The evaluation of IQ and psychosocial functioning, being part of the GH trial, started in 1991 and was approved by the ethics committees of the participating centers in The Netherlands. Due to ethical considerations, the ethics committees did not allow for a control group until adult height as part of the GH trial. Written informed consent was obtained from the parents or custodians of each child.

Clinical evaluation

Height was measured using a Harpenden stadiometer (20). Four measurements per visit were taken, and the mean was used for analysis. Target height was adapted from Dutch reference data with the addition of 3 cm for secular trend and calculated using the following formula: 1/2 x (Height_father + Height_mother + 12) + 3 for boys and 1/2 x (Height_father + Height_mother – 12) + 3 for girls (21). Height, target height, and head circumference were expressed as SD score for CA and gender (21, 22).
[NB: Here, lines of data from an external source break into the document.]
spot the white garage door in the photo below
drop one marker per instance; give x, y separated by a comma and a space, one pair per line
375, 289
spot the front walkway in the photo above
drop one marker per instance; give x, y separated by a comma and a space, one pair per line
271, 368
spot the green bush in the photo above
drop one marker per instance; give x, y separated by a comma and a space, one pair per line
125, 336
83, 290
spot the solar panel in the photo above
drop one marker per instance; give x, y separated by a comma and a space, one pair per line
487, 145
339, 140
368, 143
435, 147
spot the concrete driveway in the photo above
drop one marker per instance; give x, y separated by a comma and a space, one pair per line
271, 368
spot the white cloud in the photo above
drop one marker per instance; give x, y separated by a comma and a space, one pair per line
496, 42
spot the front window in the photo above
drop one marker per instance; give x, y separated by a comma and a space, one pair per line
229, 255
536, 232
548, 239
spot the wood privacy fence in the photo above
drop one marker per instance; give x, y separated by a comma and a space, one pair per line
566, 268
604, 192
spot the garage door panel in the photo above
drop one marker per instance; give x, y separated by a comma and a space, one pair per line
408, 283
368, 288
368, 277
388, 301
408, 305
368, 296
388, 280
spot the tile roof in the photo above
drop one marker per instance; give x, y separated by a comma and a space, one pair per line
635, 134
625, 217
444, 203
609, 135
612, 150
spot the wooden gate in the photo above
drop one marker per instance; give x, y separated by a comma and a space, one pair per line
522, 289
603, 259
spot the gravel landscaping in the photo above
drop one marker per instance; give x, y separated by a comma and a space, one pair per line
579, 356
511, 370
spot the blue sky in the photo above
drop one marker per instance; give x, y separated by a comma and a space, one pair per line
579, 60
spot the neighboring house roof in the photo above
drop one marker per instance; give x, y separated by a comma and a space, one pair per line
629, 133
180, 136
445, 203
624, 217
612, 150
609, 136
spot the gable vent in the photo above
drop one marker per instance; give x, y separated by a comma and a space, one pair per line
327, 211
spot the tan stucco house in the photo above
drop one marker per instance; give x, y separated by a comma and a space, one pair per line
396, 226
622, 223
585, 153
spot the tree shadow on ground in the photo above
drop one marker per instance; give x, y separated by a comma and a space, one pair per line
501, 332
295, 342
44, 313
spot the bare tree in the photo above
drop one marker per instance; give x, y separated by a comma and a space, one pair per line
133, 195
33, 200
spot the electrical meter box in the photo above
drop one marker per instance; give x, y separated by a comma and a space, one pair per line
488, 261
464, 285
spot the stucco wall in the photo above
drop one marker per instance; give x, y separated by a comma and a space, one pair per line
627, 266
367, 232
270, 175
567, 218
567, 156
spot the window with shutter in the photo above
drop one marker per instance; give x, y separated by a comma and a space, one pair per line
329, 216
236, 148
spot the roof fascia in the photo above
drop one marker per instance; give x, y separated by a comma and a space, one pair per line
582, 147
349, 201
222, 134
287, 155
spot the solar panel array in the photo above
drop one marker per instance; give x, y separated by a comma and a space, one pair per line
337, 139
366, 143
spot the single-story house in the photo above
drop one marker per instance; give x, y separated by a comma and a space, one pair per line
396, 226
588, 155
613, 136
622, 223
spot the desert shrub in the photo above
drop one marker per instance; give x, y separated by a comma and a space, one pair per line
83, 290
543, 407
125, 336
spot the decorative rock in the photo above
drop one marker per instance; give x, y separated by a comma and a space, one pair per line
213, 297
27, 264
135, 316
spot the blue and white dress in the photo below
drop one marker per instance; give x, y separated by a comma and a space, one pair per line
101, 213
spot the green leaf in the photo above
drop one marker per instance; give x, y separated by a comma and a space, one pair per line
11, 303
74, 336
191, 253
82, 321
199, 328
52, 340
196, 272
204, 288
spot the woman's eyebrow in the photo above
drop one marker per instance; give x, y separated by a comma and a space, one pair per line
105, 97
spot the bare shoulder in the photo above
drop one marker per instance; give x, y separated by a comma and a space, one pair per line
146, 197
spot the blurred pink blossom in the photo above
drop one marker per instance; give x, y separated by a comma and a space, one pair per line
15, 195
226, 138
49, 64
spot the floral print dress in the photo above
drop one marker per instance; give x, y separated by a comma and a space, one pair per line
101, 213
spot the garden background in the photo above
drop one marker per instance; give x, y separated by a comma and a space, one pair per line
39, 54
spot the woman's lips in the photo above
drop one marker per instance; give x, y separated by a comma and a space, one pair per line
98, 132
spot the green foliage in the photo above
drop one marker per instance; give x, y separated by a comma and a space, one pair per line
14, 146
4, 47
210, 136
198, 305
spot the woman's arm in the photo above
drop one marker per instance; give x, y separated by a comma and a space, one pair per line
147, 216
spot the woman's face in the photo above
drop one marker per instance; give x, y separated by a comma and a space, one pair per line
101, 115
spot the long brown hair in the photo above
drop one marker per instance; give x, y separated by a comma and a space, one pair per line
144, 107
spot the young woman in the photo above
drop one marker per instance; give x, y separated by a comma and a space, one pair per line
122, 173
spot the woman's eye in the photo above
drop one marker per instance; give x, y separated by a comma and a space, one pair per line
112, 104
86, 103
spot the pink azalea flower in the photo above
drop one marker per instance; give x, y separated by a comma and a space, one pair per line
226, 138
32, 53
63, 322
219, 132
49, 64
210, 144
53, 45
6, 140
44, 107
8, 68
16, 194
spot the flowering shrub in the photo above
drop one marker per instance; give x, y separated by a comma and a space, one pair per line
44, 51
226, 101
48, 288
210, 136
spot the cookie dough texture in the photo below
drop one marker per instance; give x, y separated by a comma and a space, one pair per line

Evaluation of IQ and psychosocial functioning

The evaluation of IQ and psychosocial functioning was performed at T1, T2, and T3 by an experienced psychologist. At start, all parents returned the questionnaires. In the evaluation at 2 yr of GH treatment, two parents did not return the questionnaires, and in 2001, eight parents did not return the questionnaires. Data on occupational levels were provided by both parents and adolescents. Parental occupational level [or socioeconomic status (SES)] ranged from 1 (lower occupation) to 3 (higher occupation). When both parents were employed, the highest of the two SES levels was used. For unemployment, the lowest SES was used (23).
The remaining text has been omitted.